Today’s highly volatile business and macroeconomic environment makes the portfolio value be correspondingly volatile and the analysis of its potential value change in different macroeconomic of great value for the institution. Credit Precisor Risk-Based Loan Pricing provides a scenario simulation engine to evaluate the impact of business and macroeconomic circumstances into the loan portfolio value. Risk-based loan pricing inputs (PDs, LGDs, IR, Forex, Rating transitions, Opex, cost of capital, etc.) are modified according to the scenario evaluated and each loan profitability and risk-based loan pricing metrics (RAROC, EVA, ROA, etc.) revaluated for each loan and for the portfolio as a whole. This permits understanding in advance how a scenario may impact the portfolio performance providing a valuable input for an proactive portfolio management.

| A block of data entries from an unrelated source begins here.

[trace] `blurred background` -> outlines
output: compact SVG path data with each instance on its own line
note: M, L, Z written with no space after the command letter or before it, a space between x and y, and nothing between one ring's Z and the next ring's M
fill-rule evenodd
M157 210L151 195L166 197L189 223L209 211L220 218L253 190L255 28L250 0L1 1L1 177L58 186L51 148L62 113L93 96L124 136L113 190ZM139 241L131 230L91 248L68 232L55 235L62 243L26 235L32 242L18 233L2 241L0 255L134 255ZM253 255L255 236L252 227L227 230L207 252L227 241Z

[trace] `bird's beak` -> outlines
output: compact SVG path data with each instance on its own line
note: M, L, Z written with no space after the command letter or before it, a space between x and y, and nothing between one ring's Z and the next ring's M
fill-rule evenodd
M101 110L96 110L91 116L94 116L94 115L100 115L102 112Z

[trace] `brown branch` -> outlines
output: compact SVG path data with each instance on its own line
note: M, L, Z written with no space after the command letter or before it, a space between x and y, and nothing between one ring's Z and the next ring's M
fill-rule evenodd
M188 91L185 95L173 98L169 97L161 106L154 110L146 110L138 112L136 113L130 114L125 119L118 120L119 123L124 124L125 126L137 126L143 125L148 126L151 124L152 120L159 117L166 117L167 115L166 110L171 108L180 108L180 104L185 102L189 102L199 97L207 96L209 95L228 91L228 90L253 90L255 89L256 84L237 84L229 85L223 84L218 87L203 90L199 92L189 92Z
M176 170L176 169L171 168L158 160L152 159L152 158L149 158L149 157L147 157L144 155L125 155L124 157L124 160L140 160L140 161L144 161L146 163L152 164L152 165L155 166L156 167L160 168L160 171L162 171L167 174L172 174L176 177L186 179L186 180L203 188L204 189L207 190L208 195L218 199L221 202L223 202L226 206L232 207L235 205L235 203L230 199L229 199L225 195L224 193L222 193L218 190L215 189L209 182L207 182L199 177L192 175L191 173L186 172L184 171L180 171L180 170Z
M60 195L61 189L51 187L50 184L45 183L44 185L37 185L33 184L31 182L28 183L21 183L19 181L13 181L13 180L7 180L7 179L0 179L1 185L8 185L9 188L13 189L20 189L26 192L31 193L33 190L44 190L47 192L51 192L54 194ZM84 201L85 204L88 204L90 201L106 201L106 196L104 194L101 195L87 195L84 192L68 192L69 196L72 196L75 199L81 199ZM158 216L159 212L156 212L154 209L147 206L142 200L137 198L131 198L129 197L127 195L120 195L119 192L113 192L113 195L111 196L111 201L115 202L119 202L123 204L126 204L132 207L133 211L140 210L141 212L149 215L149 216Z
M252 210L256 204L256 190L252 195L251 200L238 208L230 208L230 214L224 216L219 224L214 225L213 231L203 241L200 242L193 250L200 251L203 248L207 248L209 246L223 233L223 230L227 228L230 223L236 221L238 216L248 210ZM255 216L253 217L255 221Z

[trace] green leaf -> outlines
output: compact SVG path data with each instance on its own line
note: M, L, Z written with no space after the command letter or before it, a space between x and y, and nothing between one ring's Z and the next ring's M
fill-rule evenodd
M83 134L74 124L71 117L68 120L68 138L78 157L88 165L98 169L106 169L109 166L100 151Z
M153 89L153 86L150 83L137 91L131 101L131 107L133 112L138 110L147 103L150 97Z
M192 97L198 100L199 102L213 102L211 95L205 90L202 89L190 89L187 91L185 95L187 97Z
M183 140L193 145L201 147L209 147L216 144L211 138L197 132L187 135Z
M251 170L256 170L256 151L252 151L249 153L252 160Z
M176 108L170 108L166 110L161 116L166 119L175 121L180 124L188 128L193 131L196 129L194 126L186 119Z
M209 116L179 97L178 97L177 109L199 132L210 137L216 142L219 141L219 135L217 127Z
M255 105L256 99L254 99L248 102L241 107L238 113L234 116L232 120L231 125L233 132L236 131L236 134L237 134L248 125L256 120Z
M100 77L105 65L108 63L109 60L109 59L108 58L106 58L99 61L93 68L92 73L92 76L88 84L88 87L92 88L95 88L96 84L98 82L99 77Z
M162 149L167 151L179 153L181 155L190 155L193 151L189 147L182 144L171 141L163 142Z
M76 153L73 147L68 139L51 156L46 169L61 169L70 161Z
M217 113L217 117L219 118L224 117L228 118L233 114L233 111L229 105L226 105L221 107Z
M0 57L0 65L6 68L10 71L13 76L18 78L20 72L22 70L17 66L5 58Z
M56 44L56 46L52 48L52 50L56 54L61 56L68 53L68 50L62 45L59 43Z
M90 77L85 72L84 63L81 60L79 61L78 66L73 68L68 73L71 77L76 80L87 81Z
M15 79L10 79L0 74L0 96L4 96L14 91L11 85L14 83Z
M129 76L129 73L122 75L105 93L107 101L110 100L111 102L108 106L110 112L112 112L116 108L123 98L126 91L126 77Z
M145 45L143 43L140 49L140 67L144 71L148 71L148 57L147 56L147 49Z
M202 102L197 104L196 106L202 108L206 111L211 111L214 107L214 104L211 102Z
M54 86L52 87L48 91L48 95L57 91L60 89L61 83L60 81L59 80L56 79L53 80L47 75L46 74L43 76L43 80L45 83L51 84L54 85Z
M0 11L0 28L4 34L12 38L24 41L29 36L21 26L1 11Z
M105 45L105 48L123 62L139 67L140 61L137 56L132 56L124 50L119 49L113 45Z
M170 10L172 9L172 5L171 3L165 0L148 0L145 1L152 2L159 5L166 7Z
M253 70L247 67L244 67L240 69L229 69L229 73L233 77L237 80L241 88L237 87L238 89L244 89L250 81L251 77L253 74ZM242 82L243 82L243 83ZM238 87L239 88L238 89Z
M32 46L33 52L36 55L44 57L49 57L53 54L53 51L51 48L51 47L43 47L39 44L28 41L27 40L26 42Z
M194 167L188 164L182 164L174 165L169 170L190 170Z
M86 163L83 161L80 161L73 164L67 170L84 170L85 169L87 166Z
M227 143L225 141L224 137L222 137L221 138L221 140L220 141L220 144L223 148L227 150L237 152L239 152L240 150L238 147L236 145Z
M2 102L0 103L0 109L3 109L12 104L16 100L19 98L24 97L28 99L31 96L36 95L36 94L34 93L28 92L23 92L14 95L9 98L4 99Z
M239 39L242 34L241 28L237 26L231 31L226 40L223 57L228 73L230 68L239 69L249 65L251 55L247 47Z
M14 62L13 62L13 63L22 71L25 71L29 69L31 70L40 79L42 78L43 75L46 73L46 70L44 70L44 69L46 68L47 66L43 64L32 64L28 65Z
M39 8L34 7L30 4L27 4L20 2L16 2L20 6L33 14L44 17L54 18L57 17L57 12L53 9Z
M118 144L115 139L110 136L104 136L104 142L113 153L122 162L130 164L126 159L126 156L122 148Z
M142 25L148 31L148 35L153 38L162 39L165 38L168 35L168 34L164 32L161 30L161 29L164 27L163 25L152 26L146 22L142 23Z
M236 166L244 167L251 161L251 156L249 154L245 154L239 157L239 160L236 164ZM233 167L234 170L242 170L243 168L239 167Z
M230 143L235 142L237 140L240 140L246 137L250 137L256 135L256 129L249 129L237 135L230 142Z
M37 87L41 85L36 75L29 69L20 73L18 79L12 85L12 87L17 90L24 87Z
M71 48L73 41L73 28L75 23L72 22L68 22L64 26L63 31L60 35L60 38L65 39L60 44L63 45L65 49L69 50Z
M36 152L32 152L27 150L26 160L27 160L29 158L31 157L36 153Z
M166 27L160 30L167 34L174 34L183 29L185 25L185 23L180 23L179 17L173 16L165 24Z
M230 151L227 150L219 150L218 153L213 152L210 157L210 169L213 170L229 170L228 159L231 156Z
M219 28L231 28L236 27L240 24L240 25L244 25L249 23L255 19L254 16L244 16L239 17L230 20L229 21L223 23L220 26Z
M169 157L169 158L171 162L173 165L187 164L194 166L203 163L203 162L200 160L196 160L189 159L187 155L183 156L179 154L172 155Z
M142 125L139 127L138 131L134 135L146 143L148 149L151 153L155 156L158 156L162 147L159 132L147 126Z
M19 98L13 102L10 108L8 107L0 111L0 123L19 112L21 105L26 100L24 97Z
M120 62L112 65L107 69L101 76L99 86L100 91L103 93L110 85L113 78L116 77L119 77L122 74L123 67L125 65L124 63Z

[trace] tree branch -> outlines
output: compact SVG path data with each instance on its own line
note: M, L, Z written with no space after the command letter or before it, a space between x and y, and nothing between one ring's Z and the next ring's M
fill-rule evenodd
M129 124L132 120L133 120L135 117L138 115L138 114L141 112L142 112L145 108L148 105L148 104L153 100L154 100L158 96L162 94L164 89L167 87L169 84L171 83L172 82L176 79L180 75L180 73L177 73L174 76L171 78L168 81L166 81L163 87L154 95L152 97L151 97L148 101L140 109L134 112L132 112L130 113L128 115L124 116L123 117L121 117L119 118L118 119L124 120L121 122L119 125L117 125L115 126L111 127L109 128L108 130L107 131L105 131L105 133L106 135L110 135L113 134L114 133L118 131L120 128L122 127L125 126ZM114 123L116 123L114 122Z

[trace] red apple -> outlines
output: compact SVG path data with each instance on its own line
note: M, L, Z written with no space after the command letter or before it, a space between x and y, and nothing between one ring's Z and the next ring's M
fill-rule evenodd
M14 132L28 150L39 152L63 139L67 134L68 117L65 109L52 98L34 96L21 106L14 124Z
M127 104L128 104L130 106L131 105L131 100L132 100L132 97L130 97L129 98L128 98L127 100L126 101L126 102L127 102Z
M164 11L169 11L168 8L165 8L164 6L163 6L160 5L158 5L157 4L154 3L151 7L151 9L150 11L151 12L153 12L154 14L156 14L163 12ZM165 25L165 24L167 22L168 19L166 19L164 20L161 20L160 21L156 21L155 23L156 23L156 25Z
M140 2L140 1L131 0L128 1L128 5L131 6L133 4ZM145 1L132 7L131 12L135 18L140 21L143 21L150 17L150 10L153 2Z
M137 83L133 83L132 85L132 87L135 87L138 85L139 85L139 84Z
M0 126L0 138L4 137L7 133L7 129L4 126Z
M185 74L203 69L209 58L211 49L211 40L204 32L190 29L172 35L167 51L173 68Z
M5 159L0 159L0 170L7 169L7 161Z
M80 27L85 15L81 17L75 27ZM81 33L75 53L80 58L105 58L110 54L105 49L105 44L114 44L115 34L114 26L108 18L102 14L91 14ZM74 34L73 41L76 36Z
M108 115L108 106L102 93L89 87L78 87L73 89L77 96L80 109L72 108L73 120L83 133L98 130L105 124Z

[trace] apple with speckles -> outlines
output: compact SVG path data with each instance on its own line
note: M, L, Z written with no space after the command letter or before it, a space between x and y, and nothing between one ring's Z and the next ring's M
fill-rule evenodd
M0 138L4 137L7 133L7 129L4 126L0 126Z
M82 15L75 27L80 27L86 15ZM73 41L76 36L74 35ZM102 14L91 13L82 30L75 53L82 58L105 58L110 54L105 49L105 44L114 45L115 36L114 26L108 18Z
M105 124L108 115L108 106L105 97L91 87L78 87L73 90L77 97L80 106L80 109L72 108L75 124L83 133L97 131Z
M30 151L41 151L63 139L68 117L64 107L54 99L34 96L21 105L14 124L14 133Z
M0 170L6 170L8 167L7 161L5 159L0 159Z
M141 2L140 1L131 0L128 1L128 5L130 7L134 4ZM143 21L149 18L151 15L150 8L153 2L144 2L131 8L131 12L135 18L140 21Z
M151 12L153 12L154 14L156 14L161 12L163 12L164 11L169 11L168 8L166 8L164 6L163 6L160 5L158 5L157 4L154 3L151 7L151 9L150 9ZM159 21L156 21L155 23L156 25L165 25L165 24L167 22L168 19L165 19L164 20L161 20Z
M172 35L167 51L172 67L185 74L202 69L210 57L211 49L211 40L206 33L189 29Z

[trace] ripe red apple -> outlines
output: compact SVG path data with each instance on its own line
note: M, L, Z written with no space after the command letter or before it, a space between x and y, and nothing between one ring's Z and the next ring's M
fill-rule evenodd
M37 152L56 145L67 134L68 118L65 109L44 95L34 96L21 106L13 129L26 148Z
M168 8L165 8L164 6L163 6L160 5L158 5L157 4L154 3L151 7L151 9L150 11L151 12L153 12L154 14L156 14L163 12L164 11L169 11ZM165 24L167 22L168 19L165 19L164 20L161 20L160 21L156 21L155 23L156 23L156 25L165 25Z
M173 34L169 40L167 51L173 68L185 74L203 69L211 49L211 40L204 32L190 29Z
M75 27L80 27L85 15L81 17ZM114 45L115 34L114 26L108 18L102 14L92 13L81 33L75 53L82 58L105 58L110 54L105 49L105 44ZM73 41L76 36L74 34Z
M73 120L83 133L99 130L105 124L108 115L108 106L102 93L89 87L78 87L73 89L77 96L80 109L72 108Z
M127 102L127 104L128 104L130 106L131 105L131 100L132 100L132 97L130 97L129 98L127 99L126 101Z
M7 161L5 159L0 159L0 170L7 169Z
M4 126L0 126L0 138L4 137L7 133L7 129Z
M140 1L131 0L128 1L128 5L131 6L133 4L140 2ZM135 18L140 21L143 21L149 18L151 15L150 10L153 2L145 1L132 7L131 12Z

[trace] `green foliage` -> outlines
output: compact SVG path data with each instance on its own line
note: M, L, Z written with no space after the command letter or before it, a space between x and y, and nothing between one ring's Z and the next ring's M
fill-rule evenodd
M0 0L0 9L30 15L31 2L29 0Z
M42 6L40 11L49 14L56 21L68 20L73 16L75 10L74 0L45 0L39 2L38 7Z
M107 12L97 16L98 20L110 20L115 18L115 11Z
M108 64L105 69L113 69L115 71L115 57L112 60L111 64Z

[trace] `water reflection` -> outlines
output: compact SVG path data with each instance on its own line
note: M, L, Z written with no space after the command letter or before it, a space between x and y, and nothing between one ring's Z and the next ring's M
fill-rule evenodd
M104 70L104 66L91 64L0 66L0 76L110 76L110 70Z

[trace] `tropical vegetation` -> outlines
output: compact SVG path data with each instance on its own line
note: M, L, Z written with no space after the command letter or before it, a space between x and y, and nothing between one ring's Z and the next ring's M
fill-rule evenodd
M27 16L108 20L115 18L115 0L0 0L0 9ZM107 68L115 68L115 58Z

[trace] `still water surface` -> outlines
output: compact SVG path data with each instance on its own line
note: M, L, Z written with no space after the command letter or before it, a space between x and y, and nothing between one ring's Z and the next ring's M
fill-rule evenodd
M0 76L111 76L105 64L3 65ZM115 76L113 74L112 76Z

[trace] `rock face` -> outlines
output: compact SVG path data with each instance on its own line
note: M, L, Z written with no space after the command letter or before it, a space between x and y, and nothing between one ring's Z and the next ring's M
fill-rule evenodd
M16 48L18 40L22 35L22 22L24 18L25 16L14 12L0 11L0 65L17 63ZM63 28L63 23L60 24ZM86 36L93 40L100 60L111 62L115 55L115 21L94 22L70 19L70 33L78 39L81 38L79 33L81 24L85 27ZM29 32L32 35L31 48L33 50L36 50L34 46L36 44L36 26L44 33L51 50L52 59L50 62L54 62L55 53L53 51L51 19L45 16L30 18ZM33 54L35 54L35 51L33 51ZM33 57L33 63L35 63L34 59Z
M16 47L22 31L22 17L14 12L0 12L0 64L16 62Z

Credit Precisor Risk-Based Loan Pricing provides a highly flexible environment to create a customized credit debtor rating/scoring and loan data template process (input). It permits the creation of any type of questionnaire and analysis:

  • Predefined proprietary rating models (optional)
  • Any type of client: individuals, micro-companies, SMEs, corporates, financial institutions and more
  • Any industry: agriculture, services, manufacturing, Real Estate developers, and others
  • Rating dimensions: qualitative, financial, other numerical data and more
  • Spreading tool for financials and others
  • Non financials considerations: environmental, social, industrial and economic development questionnaires
  • Warning signals and overides
  • Risk analytics: calculation of Probabilities of Default term profile
  • Strategy: rating process can be defined for efficiency lending or to deep analysis with strong governance and anything else in between
  • Loan instruction documents storage and management: financial statements, property titles, identification, others, as defined by user

Credit Precisor Risk-Based Loan Pricing permits to simulate of the institution portfolio and recalculate the credit worthiness of each facility under multiple scenarios:

  • Definition of macroeconomic or business scenarios: based on the rating model inputs, it will be possible to define multiple scenarios and re-rate each loan of the portfolio under such scenario to easily analyse the impact of the scenario. The definition of the new scenarios will be done by defining flexible rules to transform original rating inputs into the new rating inputs
  • Revaluation of the portfolio under the new scenarios: all portfolio assets will be revaluated under multiple defined in an automatic manner and be available for the analysis
  • Strong analytics the impact in the portfolio health of the different scenarios will be easily analysed permitting a deeper understanding of portfolio for the purposes of informed management actions
  • Reporting: Credit Precisor Risk-Based Loan Pricing robust reporting features will be available for the analysis and report generation of the portfolio simulation engine

In current competitive markets, operational cost impacts profitability and loan pricing competitiveness. These circumstances make essential an accurate and updated estimation of operational cost for a precise risk-based loan pricing. Credit Precisor Risk-Based Loan Pricing can flexibly recalculate and recalibrate operational costs to permit a more accurate risk-based loan pricing and profitability analysis. This is particularly useful for efficiency lending.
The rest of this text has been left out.